O tempo médio de angioplastia foi de 110,2±30 minutos, revelador da maior complexidade técnica deste procedimento, não tendo no entanto sido referida informação sobre a quantidade de contraste gasto, fator importante numa população com alta prevalência de diabetes e insuficiência renal. Num seguimento relativamente curto de 9 meses não se registaram mortes e o número de MACES para o tipo de população estudada foi baixo, levando os autores a concluir que a aterectomia rotacional, seguida da colocação de stents farmacoativos em doentes com lesões muito calcificadas, apresenta uma baixa taxa de complicações e bons resultados à distância num seguimento de 9 meses.
Apesar destes excelentes resultados, a aterectomia rotacional foi utilizada neste centro em apenas em 2,5% dos casos, mesmo assim acima da média nacional que é de 1,36% segundo os últimos dados do CNCDC referentes a 2010-2011.
Nos dias de hoje a calcificação grave dos vasos continua a ser um dos importantes desafios colocados ao cardiologista de intervenção, não só pela maior dificuldade em avançar e implantar stents ao longo dos vasos calcificados como também pelo maior número de complicações que podem ocorrer nesta anatomia. Nestes pacientes, a AR continua a ser verdadeiramente a única técnica disponível, capaz de «preparar» o vaso de forma a conseguir implantar stents, particularmente se a distribuição do cálcio for superficial.
O racional para o uso de AR antes da colocação de stents baseia-se em vários pressupostos: 1) diminuição do risco de oclusão aguda pela criação dum lúmen mais regular com menos baurotrauma; 2) diminuição do risco de reestenose intrastent através dum maior ganho luminal; 3) diminuição do risco de reestenose intrastent através duma menor quantidade de placa residual; 4) diminuição do risco de trombose aguda de stent através duma melhor expansão do stent e duma melhor aposição do stent à parede arterial.
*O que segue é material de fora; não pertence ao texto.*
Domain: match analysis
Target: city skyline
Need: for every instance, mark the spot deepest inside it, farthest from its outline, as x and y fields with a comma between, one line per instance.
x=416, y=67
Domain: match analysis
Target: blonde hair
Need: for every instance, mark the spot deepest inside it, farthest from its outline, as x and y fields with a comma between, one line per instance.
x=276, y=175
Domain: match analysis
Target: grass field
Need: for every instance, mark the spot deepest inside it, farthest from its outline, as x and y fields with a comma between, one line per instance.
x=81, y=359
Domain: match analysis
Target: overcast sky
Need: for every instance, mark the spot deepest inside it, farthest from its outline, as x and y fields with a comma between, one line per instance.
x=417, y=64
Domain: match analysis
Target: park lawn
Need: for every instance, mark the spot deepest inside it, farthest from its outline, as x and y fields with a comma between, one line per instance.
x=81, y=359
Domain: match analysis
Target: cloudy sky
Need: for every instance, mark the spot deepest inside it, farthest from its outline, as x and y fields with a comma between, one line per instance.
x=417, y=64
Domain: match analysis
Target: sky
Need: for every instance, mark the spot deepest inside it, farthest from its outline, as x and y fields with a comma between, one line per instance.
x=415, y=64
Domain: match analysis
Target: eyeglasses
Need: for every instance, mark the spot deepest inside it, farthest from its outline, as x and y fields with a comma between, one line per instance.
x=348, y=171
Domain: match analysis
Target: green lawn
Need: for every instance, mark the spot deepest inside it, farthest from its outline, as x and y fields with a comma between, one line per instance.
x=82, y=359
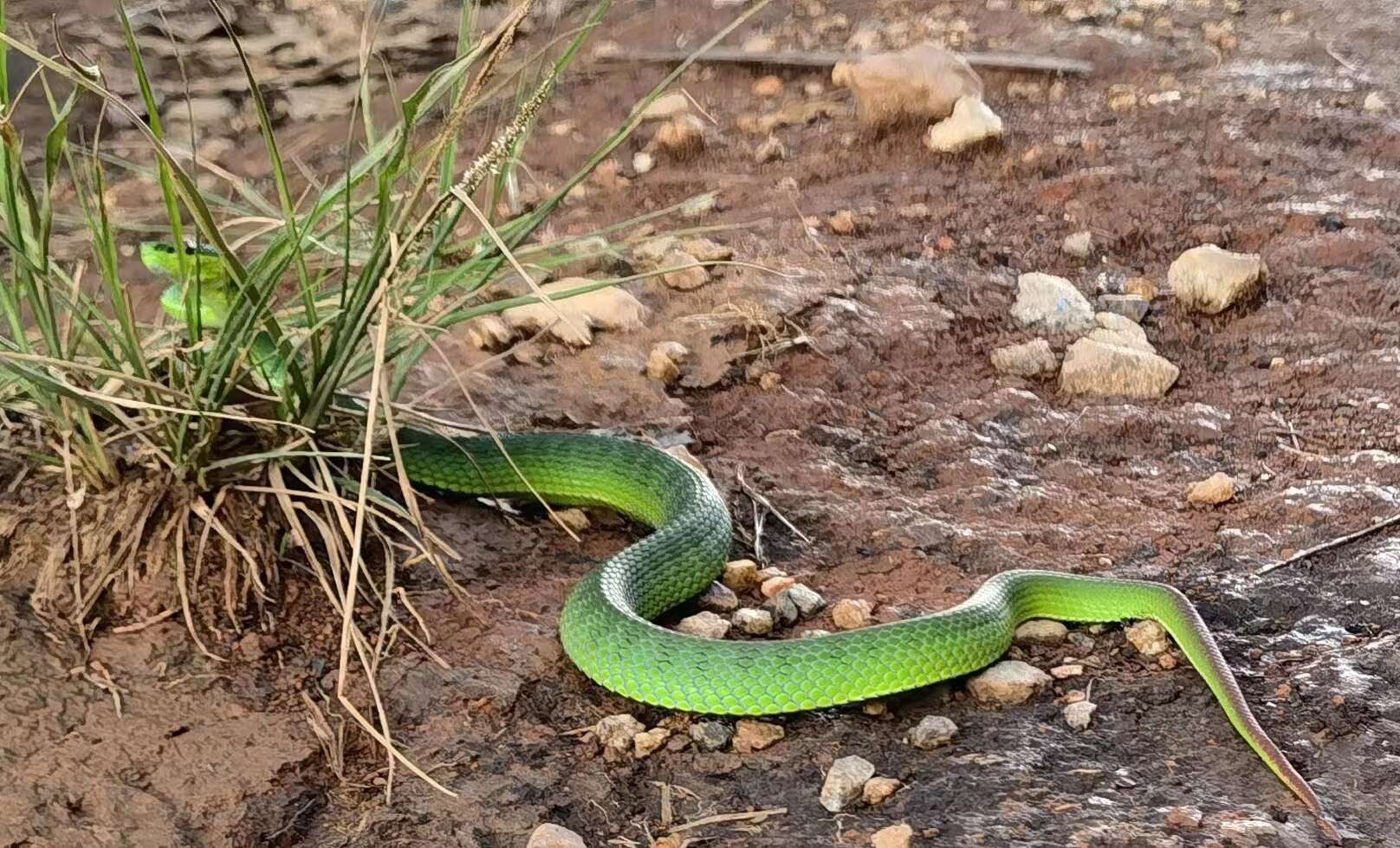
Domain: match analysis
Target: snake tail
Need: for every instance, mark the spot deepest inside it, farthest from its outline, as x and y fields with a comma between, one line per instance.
x=606, y=629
Dado que atualmente os stents farmacoativos constituem a principal estratégia terapêutica do cardiologista de intervenção, torna-se fundamental assegurar que, em doentes com vasos muito calcificados, estes possam ser colocados suficientemente expandidos e apostos à parede do vaso, dado que uma inadequada expansão dos stents é um dos mais importantes fatores predizentes de trombose aguda e tardia, assim como de reestenose18.
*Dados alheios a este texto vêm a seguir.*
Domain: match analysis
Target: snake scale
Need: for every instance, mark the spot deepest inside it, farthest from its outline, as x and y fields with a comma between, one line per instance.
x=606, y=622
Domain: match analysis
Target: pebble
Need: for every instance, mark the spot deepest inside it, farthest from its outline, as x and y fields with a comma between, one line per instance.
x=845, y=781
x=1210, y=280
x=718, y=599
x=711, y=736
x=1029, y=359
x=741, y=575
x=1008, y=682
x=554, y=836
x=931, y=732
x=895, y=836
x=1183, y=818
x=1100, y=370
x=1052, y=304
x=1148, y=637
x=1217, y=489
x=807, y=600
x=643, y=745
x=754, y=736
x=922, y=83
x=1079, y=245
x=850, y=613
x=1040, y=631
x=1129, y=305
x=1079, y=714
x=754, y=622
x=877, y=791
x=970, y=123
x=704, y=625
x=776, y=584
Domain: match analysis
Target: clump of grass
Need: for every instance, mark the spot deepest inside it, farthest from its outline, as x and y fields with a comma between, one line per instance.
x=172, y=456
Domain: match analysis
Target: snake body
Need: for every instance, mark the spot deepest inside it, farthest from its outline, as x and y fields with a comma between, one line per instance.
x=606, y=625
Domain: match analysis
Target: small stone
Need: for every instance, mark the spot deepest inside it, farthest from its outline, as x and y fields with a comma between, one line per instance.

Outros estudos recentes na época dos stents farmacoativos19 com seguimentos até 4 anos mostraram altas taxas de sucesso imediato (97,1%) com uma mortalidade de 4,9% num seguimento médio de 15 meses. No entanto a incidência de trombose de stents foi de 4,8% refletindo a anatomia de alto risco destes pacientes.
Em relação à técnica de rotablator vários estudos20,21, inclusive o estudo STRATAS, vieram modificar a técnica inicial, com reduções significativas na incidência de no-reflow e na redução do enfarte peri-procedimento. Assim, atualmente advoga-se o avanço lento do cateter de AR em pequenos movimentos de vai-vém (pecking), com períodos de ablação mais curtos inferiores a 30 segundos e velocidades de oliva menores, na ordem dos 140 000 – 150 000 rotações por minuto, tentando evitar quedas de velocidade maiores que 5000 rotações por minuto.
Finalmente, a preparação de placa obtida pela AR, aumentando a distensibilidade do vaso, permite pensar que em doentes com doença mais difusa se possa considerar o uso de balões farmacoativos.
Conflito de interessesOs autores declaram não haver conflito de interesses.